28 May 2008

Paris, Part Two

I spent most of Sunday sightseeing, choosing to focus on three main sites rather than rush through more just to say I’d been there. I arrived at the Notre Dame quite early, with the city still sleepy and quiet, at least as far as cities go.
The west facade and entrace of Notre Dame Cathedral.
The cathedral imposes over its own square, its dual towers rising solidly next to the river. After entering the building, I had to pause as my eyes adjusted to the heavy Gothic lighting before continuing into the church, trying to be unobtrusive since the Sunday mass had just begun.
View of the nave.

It is an experience beyond belief to be standing in the nave of Notre Dame as the kyrie is sung and echoes off the stone of the piers and arches.
Northern side aisle.

Rib vaults!

The cathedral is filled with beautiful stained glass, much of it replicas of earlier originals, and interesting chapels which line the side aisles of the nave.
View from the northern side aisle into the nave.

View of the ambulatory with numerous chapels.

The main rose window is beautiful, and joined by two additional rose windows at the end of each wing of the transept.
The iconic rose window.

The combination of the darkness of the interior with the glow of the chandeliers and candles and the colored light of the windows is sublime.

Gothic style statues of saints next to the main entrance of the cathedral.


My visit to the church came to a close as more tourists filled up the space and I exited the nave, heading across the Ile-de-la-Cité to the Sainte-Chapelle, the royal chapel built by Louis IX in the mid-thirteenth century in the Gothic style within the space of six years and at enormous cost.

Exterior of the Sainte-Chapelle.

I was fortunate to arrive shortly before the building opened, affording me a relatively calm view of the chapel’s spectacular interior. I decided to take in the Upper Chapel first, so I climbed the short flight of spiral stone stairs and emerged into a spectacular space with slender Gothic arches framing soaringly high stained glass windows. Upon entering the space, I felt as if I had entered a completely different world (the intended effect, I suppose), a stone and glass globe encapsulating an ethereal space. Light flooded this miniature recreation of heaven. To describe the chapel as spectacular grossly under represents it. The experience of entering and viewing the space somehow profoundly changes you as a viewer. The thought that the chapel was built in honor of God, and the foundation of faith required for such a commitment to me is intense and moving. I think the Sainte-Chapelle is one of those few places which cannot be described by words or pictures as both of these remove the element of experience. My description and these pictures are nothing more than a taste of the real thing.
The ceiling in the Upper Chapel is quite high, with narrow, Gothic windows running nearly from the floor to the ceiling and filled with colored glass, original to the building which miraculously survived the royal iconoclasm of the French Revolution.

Interior of the Upper Chapel - breathtaking.

The light projected into the chapel through the windows glows with color, illuminating the space in deep blues, purples, and reds.
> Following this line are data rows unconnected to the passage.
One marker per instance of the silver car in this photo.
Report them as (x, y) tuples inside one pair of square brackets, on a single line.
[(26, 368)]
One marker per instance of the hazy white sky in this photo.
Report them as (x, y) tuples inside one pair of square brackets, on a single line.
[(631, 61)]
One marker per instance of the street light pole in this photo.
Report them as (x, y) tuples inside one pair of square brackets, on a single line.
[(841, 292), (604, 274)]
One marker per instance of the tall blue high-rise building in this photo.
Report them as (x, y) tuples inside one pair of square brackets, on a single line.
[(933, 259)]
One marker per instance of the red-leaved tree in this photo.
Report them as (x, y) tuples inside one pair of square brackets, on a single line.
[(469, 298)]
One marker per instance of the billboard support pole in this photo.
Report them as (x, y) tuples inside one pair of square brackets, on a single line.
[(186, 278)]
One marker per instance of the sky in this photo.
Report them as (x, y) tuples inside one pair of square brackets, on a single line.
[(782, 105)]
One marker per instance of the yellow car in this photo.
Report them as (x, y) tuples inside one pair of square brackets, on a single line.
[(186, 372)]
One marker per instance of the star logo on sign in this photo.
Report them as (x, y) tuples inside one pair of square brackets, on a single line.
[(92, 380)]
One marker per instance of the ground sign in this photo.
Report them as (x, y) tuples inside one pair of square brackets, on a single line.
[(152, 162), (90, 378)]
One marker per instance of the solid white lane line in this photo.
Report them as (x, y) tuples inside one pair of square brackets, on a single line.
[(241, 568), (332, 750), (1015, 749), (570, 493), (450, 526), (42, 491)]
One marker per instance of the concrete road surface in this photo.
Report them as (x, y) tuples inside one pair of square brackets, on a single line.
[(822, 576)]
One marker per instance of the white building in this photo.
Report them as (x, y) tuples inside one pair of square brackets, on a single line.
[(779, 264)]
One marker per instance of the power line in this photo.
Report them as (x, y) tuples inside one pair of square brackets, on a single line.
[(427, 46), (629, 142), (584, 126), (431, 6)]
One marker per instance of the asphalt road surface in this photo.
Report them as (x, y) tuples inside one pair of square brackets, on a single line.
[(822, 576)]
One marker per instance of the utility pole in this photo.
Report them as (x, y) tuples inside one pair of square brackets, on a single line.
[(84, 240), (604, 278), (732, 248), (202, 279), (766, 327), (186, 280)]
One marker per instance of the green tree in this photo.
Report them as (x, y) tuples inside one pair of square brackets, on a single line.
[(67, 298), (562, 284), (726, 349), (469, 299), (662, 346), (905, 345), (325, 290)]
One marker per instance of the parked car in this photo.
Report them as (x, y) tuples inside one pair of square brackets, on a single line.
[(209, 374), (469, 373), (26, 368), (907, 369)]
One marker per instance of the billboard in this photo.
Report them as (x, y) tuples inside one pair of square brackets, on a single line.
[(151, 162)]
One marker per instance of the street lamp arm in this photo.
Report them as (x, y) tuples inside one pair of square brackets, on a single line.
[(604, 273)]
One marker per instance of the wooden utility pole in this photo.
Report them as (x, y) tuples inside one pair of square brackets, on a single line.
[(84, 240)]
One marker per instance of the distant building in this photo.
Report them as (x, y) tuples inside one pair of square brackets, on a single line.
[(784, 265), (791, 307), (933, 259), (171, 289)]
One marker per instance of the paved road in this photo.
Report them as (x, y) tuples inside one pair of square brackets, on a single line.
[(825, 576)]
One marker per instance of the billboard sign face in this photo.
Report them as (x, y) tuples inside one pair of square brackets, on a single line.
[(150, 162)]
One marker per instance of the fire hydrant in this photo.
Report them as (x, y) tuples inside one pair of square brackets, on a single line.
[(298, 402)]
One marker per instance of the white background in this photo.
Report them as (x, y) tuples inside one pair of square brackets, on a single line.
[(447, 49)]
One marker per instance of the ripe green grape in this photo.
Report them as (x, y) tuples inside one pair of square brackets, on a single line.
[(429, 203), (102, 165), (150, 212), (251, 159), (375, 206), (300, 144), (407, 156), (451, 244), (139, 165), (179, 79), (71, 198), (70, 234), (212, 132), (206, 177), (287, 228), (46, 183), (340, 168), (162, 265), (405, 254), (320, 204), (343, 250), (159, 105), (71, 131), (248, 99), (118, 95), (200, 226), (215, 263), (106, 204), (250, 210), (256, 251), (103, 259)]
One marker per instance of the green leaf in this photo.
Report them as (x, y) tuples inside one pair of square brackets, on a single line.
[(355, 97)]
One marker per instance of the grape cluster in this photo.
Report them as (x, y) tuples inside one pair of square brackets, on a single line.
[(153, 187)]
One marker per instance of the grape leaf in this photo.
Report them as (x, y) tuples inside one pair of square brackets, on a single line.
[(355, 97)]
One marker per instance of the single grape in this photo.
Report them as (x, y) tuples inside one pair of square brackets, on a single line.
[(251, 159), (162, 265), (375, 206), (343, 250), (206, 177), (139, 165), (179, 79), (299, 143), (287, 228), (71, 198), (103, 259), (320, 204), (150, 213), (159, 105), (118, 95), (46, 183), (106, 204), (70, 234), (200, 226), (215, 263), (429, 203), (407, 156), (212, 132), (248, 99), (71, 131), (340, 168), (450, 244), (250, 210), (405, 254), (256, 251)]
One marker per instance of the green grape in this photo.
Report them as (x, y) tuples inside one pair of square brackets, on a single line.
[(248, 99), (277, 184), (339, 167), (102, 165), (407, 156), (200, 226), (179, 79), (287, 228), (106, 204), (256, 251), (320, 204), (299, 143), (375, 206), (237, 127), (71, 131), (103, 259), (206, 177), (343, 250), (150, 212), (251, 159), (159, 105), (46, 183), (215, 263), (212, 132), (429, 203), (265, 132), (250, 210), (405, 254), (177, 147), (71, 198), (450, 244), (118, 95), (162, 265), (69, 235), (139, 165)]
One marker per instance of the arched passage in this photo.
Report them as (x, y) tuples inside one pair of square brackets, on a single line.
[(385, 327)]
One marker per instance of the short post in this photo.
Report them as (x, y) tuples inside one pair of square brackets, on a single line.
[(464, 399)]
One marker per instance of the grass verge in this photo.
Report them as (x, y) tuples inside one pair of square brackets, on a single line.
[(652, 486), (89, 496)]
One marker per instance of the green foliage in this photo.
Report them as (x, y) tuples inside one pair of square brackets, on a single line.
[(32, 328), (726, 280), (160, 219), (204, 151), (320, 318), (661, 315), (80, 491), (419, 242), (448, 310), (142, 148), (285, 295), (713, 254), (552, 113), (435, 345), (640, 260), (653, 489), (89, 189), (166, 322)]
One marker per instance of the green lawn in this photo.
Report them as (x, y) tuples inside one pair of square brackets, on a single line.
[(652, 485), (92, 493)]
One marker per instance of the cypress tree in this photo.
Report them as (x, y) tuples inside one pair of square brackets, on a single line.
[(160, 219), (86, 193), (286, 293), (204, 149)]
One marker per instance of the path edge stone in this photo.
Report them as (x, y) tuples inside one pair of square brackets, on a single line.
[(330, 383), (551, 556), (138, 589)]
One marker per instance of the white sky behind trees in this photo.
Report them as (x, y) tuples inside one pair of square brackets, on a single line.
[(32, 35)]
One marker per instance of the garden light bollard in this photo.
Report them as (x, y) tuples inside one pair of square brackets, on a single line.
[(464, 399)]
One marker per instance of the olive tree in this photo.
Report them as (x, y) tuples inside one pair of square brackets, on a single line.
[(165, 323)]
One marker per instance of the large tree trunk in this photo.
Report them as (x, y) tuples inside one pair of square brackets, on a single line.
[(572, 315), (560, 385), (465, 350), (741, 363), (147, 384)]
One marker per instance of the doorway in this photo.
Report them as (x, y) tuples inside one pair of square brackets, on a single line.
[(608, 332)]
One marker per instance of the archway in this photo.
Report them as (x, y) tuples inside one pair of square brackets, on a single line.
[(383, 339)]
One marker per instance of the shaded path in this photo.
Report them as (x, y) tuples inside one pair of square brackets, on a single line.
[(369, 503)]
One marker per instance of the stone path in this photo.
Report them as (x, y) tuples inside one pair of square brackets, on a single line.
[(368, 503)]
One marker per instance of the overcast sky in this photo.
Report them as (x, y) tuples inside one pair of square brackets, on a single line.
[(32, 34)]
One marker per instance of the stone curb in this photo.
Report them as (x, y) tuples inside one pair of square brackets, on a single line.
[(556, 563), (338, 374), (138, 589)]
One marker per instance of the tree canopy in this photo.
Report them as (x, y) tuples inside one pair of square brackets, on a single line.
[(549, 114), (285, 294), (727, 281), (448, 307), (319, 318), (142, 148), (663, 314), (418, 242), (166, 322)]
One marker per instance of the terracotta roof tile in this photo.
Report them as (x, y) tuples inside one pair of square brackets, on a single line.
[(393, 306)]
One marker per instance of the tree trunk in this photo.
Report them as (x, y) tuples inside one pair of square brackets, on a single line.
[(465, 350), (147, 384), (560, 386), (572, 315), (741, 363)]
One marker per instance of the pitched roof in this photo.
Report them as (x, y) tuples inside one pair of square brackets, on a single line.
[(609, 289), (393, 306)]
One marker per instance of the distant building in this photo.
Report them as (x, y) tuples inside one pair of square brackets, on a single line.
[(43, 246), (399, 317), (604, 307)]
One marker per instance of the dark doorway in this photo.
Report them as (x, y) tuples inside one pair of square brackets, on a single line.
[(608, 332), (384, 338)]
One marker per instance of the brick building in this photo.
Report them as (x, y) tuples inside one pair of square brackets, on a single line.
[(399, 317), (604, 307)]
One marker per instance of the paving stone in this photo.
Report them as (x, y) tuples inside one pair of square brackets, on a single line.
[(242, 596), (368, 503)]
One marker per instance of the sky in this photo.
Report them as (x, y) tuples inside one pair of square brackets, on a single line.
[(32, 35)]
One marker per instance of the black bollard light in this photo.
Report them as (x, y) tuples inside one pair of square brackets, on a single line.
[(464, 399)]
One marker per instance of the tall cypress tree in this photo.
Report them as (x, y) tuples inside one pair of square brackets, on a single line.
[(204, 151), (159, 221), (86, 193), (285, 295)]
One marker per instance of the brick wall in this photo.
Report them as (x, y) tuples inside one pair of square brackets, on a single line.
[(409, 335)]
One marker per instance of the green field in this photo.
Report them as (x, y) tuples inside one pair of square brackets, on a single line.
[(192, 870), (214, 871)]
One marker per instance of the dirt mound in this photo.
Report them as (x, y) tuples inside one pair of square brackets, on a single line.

Apsidal ending of the Upper Chapel.

The height of the windows draws the eye up to the ceiling, spectacularly painted with a deep, bright blue and covered with gold stars. In the few feet below the windows, gilded ornamental Gothic columns and arches decorate the walls against a backdrop of blue and red. At the rear of the chapel, a rose window filled with more glass punctuates the room, below which a vibrantly painted and richly gilded painting depicts Christ enthroned.

Rear of the Upper Chapel.

Descending to the Lower Chapel, which lacks the iconic windows of the space above it, the richness of the wall and ceiling decorations becomes more striking.

Ribbed vaults with painted ceiling decoration and gilding in the Lower Chapel.

This part of the building is defined by graceful vaulting, with columns painted in rich red and green, overlaid with gold castles and fleur d’lis. Like the Upper Chapel, the ceiling of the lower space approximates an exaggerated night sky, this time more pertinent to the viewer because the height difference has been reduced. The combined effect of the two spaces is overwhelming and inspiring.